August Osage County
Starring Meryl Streep, Julia Roberts, Chris Cooper, Ewan McGregor, Julianne Nicholson, Juliette Lewis, Sam Shepard, Margo Martindale, Benedict Cumberbatch, Dermot Mulroney, Abigail Breslin
Films like August: Osage County just do not come around very often, and an ensemble of this caliber is even more rare. Based on his play with the same title and this script by Tracey Letts (Bug, Killer Joe), August: Osage County is a film that exists completely in an over-the-top world totally rooted in Oklahoma dysfunction. For actors, this is the type of material they dream of acting out, chewing, gnawing, and as some have called it, devouring the words set before them. Whether you find this story obnoxious or abrasive, no one will dispute the range showcased by Streep and Roberts, who completely let loose physically and verbally. It does feel like a play, due to the length of some of the scenes, and the dinner scene in particular; but director John Wells never ever allows there to be a dull or still moment in the entire film.
Following the disappearance of Beverly Weston (Shepard), the entire Weston family is summoned home to support the family’s matriarch Violet (Streep) who, besides apparently now being a cruel widow, is also suffering from mouth cancer, which is ironic. Ivy (Nicholson) stayed in the rural plains of Oklahoma to look in on her parents, while sisters Barb (Roberts) and Karen (Lewis) got out and went on with their lives. “You will come home when your father is reported missing, but not when your mother is diagnosed with cancer”, Violet accuses Barb, whose hatred for her current situation will soon boil over into an unforgettable family reunion.
Casting Streep in this role is a thing of beauty, not restrained by any amount of subtlety or façade; she is allowed to completely act out this wildly destructive character all over the place.
“Thank God we can’t tell the future; we would never get out of bed”, Barb says. This film takes a hard look at a family filled with such hate and anger towards one another that each and every one has pent up hostility just waiting to pour out. Casting Streep in this role is a thing of beauty, not restrained by any amount of subtlety or façade; she is allowed to completely act out this wildly destructive character all over the place, and she does.

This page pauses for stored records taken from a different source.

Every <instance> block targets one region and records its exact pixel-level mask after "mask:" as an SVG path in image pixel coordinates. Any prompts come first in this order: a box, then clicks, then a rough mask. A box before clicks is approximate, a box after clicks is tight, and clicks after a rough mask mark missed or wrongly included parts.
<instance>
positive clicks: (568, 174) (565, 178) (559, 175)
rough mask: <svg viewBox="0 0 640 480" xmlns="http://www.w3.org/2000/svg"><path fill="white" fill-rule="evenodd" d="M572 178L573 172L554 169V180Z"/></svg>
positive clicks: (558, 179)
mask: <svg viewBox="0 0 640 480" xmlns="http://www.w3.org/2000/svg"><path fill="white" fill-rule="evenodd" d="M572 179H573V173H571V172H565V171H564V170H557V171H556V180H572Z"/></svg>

It’s a thing of cinematic beauty and celebration once again for her achievement as an actress. It’s the type of role that one must award, and if it weren’t for her very recent third Oscar, this would have been the role Streep won it for, and far more deservingly.

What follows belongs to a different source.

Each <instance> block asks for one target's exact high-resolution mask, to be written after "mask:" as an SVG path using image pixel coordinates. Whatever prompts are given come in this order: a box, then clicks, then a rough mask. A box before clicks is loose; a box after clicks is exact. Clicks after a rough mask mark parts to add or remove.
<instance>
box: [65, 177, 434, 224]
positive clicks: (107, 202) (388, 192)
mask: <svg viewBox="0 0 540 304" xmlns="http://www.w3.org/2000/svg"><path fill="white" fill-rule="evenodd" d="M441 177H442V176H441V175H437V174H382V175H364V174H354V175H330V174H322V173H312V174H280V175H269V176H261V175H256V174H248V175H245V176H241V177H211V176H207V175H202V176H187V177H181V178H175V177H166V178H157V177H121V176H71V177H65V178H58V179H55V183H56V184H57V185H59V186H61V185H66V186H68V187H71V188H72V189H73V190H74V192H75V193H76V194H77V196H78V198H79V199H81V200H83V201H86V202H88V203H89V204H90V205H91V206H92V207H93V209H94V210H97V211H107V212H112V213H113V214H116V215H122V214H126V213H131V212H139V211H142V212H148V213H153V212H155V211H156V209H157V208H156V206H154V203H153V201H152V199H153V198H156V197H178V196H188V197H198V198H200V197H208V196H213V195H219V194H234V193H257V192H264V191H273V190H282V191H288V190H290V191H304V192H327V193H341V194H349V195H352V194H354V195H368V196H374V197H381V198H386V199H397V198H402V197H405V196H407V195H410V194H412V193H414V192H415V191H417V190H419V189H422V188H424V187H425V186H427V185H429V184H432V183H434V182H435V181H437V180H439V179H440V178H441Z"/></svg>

Wells (The Company Men) captures life in the boring and hot plains of Osage County, but nothing else rivals these actors and their performances on screen, and he keeps all the focus on them as they come and go in and out of the house, which is steaming with secrets and a lack of air conditioning. Hollywood in 2013, has answered the call for more dynamic female roles, and there is no film more reflective of that than this one.
Underappreciated actress Margo Martindale is also fantastic as Violet’s sister (although she has appeared alongside Streep many times). Oscar winner Chris Cooper is also a standout, but the entire film belongs to the animosity showcased between Roberts and Streep. Roberts once again raises the level of acting in this film, stepping outside her comfort zone and always reminding us that she isn’t just a name, but quite talented. It may not be a “southern film” but it feels and works like one. It’s an instant classic that will be remembered right alongside softer films like Steel Magnolias and Fried Green Tomatoes.
A thing of rare, raw and total acting magnificence.